- Indonesia’s coke exports were 7.5 mnt in 2025
- Country gains influence over coke pricing, trade benchmarks
Mysteel Global: Indonesia has emerged as a leading exporter of metallurgical coke, supported by resource advantages, strategic location, and integrated industrial infrastructure, a development that is expected to enhance its influence over global pricing of the commodity, believes Gao Xuege, president of Risun Weishan New Energy (Indonesia) Co. Ltd.
Speaking at the 8th National Coal and Coke Procurement Conference held in Rizhao, East China on March 20, Gao noted that Indonesia’s coke exports reached a record 7.15 million tonnes in 2025, second only to China’s reported 7.94 million tonnes. However, after deducting around 3 million tonnes of semi-coke from China’s export figures, Indonesia effectively surpassed China to become the world’s largest supplier of met coke, he argued.

Indonesia’s coke production is highly concentrated in the Indonesia Morowali Industrial Park (IMIP) in Central Sulawesi, where the sector is dominated by Chinese-invested enterprises, including Risun. Output from IMIP surged to 8.2 million tonnes in 2025, up sharply from 6.47 million tonnes a year earlier. With total installed capacity already reaching 15.5 million tonnes per year by the end of 2025, significant room remains for further production and export growth, Gao told delegates.

In contrast, China – historically the world’s leading coke exporter for three decades – has seen its export volumes decline in recent years. Metallurgical coke exports fell to 3.8 million tonnes in 2025, down by 1.5 million tonnes year on year, following a decline of 1.26 million tonnes in 2024, Gao said, adding that the drop reflected intensifying competition from Indonesia.
Other traditional exporters have also lost ground. Poland’s coke exports declined to 5.65 million tonnes in 2025, and while it remains a key supplier to the European market – accounting for around 60% of regional supply – its relatively high production costs limit its competitiveness in other regions. Japan’s exports dropped sharply to just 44,000 tonnes in 2025, from 1.53 million tonnes a year earlier and nearly 3 million tonnes at its 2020 peak, as high costs eroded its position despite consistent product quality. Market participants expect Japan to become a net importer in coming years.
On the demand side, India remains the largest destination for Indonesian coke exports. Although India increased its domestic coke production to nearly 7 million tonnes in 2025, much of this output is characterized by relatively high ash content, which raises slag volumes and increases steelmaking costs. As a result, Indian steelmakers continue to rely on imported low-ash coke, with Indonesia well positioned to remain the dominant supplier.
Indonesia’s competitiveness is underpinned by multiple structural advantages. While the country is best known for its thermal coal reserves, it also possesses coking coal resources with relatively low ash and sulfur content, making them suitable for blending. In addition, the prevalence of open-cast mining keeps production costs among the lowest globally.
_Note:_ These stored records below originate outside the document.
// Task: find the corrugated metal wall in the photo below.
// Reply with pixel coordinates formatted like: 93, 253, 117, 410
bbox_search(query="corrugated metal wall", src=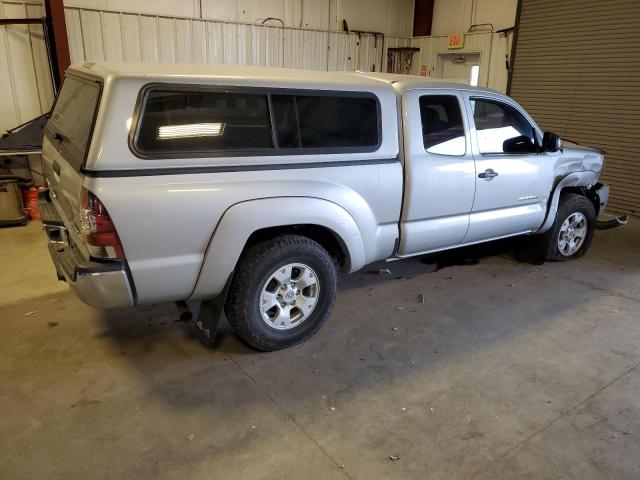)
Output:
65, 7, 409, 71
510, 0, 640, 215
0, 1, 53, 132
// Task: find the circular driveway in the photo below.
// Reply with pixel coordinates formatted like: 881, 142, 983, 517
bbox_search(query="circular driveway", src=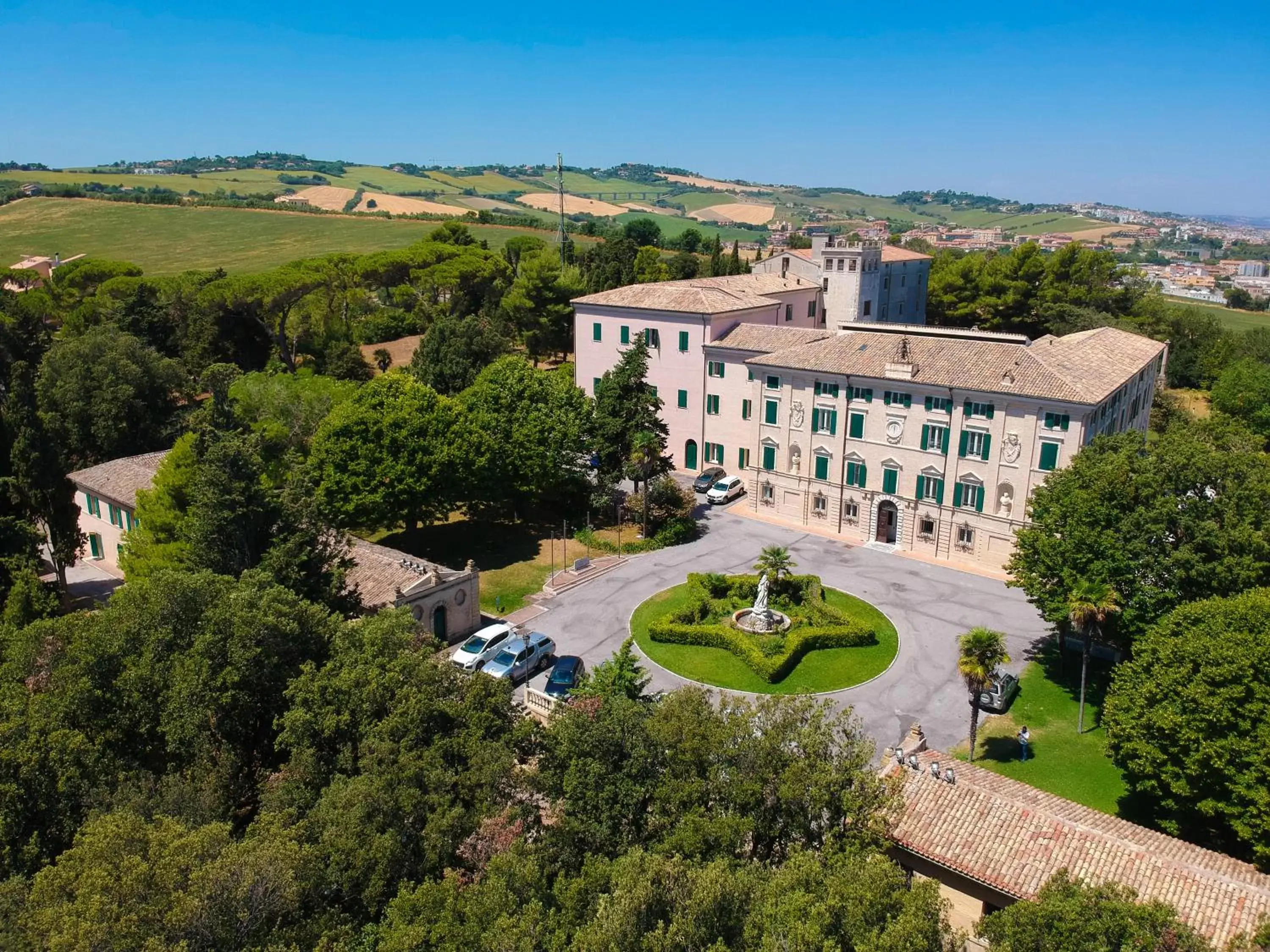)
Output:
527, 501, 1049, 750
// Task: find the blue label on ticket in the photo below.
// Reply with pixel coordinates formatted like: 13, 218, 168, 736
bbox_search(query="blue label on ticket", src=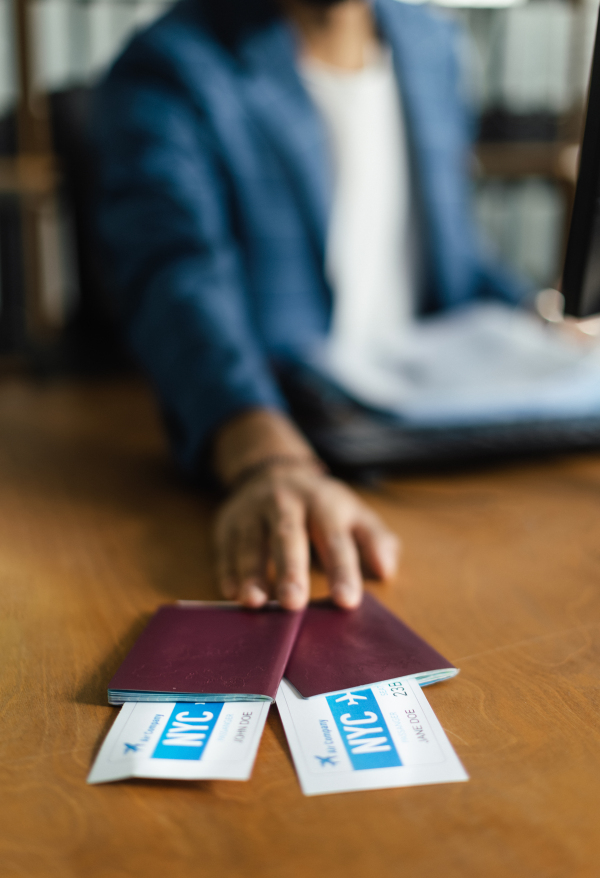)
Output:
327, 689, 402, 771
152, 702, 223, 760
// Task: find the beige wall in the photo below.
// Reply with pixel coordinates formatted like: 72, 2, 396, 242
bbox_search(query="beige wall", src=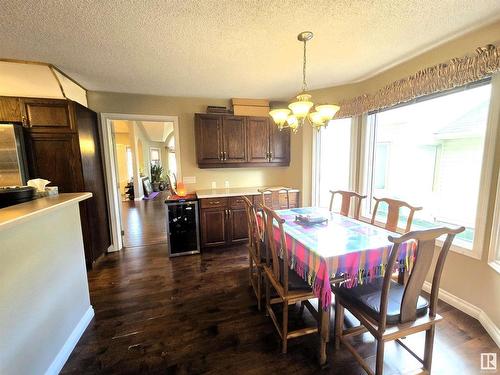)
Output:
89, 22, 500, 326
308, 21, 500, 327
88, 92, 302, 197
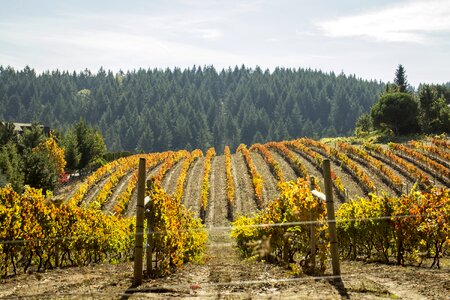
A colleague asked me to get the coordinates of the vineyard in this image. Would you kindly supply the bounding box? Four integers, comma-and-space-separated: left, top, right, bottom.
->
0, 138, 450, 298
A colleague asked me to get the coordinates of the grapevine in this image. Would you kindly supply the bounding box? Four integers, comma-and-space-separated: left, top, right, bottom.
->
250, 144, 285, 182
300, 138, 376, 193
175, 149, 203, 203
266, 142, 308, 177
236, 144, 263, 209
224, 146, 235, 220
200, 147, 216, 222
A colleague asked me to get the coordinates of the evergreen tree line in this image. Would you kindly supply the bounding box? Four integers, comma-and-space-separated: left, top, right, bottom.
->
0, 120, 106, 193
356, 65, 450, 135
0, 66, 384, 152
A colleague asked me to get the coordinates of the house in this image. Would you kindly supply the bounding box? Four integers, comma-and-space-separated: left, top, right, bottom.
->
0, 122, 50, 135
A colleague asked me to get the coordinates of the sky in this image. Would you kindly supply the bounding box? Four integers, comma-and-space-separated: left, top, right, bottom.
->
0, 0, 450, 87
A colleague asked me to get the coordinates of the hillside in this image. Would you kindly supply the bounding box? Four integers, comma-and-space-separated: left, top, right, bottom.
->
0, 66, 383, 152
60, 139, 450, 226
0, 139, 450, 299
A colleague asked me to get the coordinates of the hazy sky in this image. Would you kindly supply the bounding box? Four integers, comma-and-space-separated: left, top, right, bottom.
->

Geographically, Indonesia is well located near major coking coal suppliers such as Australia, enabling efficient sourcing of high-quality feedstock. Shipping times from northern Australian coal terminals Hay Point and Dalrymple Bay to Indonesia typically range from five to ten days, supporting stable raw material supply. Imports from Canada and the U.S. are also viable, further diversifying supply sources, Gaio suggested.
Furthermore, strong policy and financial support from the Indonesian government, combined with IMIP’s integrated infrastructure – including energy supply, logistics, and port facilities – has created a highly efficient industrial ecosystem for coke production.
Indonesia’s coke supply network now spans major coal-producing and steel-consuming regions globally, a scale unmatched by other suppliers, and its reach is expected to expand further,” Gao said.
Indonesia is the largest seaborne coke supplier and a key exporter to India, the world’s largest demand center for imported coke, with the result that Indonesia is increasingly shaping global pricing dynamics. Market participants noted that India’s domestic coke price index closely tracks Indonesia’s export prices, often moving in tandem.
With its growing supply share and strong linkage to key demand centers, Indonesia is poised to play a dominant role in the global metallurgical coke market, with its pricing increasingly serving as a benchmark for international trade, Gao added.
Note: This article has been written in accordance with a content exchange agreement between Mysteel Global and BigMint.